Almost two years ago Amber and I made our first fieldtrip to document the Nyang'ia language. That time we collected about 150 words from an old man who we were told was one of two surviving speakers of the language. Since then I've been meaning to get back to continue the research, so a few weeks ago between coming back to Kaabong from furlough and moving up to Timu, we decided to make another trip. This time we stayed for two days and found five speakers of the language. All are very old, and when they pass, the language will be officially extinct. We managed to collect about a hundred more words and several hours of audio and video recordings.
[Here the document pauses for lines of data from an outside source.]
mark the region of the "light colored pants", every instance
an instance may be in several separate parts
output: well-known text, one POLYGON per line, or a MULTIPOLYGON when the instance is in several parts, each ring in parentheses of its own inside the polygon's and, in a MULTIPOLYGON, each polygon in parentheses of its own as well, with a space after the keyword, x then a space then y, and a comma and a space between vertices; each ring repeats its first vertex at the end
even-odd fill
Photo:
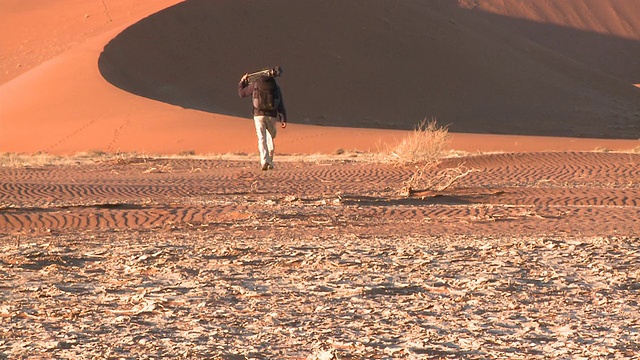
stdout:
POLYGON ((260 164, 273 166, 273 139, 276 138, 275 116, 254 116, 256 134, 258 135, 258 149, 260 150, 260 164))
The man below is named Ongor Tongome. He was the first speaker we talked to. When we asked him how old he was, he didn't know, but he said he was born during the 'world war'. Which one, I wonder? He said it was before 'motorcars' came to Uganda. Tongome was very welcoming and worked with us for a couple of hours but then got tired.
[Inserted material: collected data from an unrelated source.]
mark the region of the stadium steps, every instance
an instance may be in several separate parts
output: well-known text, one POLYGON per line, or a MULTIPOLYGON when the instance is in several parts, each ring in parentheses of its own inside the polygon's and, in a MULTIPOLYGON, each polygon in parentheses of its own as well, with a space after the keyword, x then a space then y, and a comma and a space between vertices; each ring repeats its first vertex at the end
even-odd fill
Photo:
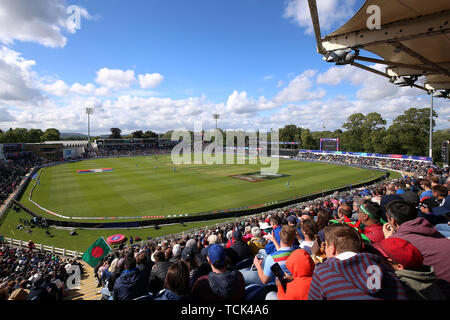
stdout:
POLYGON ((64 300, 100 300, 102 295, 98 292, 101 288, 97 287, 92 267, 82 260, 79 260, 79 262, 85 270, 85 273, 81 276, 80 286, 68 290, 64 300))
The next speaker was met with was Naira Chilla, the woman pictured below. She was seated in the dirt out in the hot, hot sun. My laptop and other electronic equipment didn't work so well in the heat. Neither did we, come to think of it. Naira was happy to share her knowledge of old Nyang'ia with us, but she grew confused quickly.
The two handsome gentlemen pictured below are named Lokwang Chilla and Komol Isaach. They were sharp and worked well together by prompting each other. We were on a great roll collecting Nyang'ia words but were interrupted by a rainstorm.
Everywhere you go in Uganda, children are wonderfully friendly. These Nyang'ia kids in Lobalangit were no exception. Here's Amber posing with a group.
This was the last data-gathering session we had, before the rainstorm. We needed to get back to the Catholic guesthouse in Karenga before the roads got impassable.
We wanted to get a record of the language before it dies out, not only for science and posterity, but because Nyang'ia is one of only two languages closely related to Ik. The third, Soo/Tepeth, spoken in three spots in southern Karamoja, is also on the brink of exctinction. Most likely, in the next 10-20 years, Ik will become the proverbial last of its kind. When Nyang'ia and Soo/Tepeth are lost, whole systems of knowledge and unique ways of seeing the world will be lost with them.
Happily, a linguist friend of ours is applying for a grant that would enable him to come this summer and spend 4-6 weeks trying to document and describe as much of the language as possible. With all we have going on travelling and among the Ik, I had decided, sadly, that I wouldn't pursue the Nyang'ia project further. But if someone else can come to help, that would be great!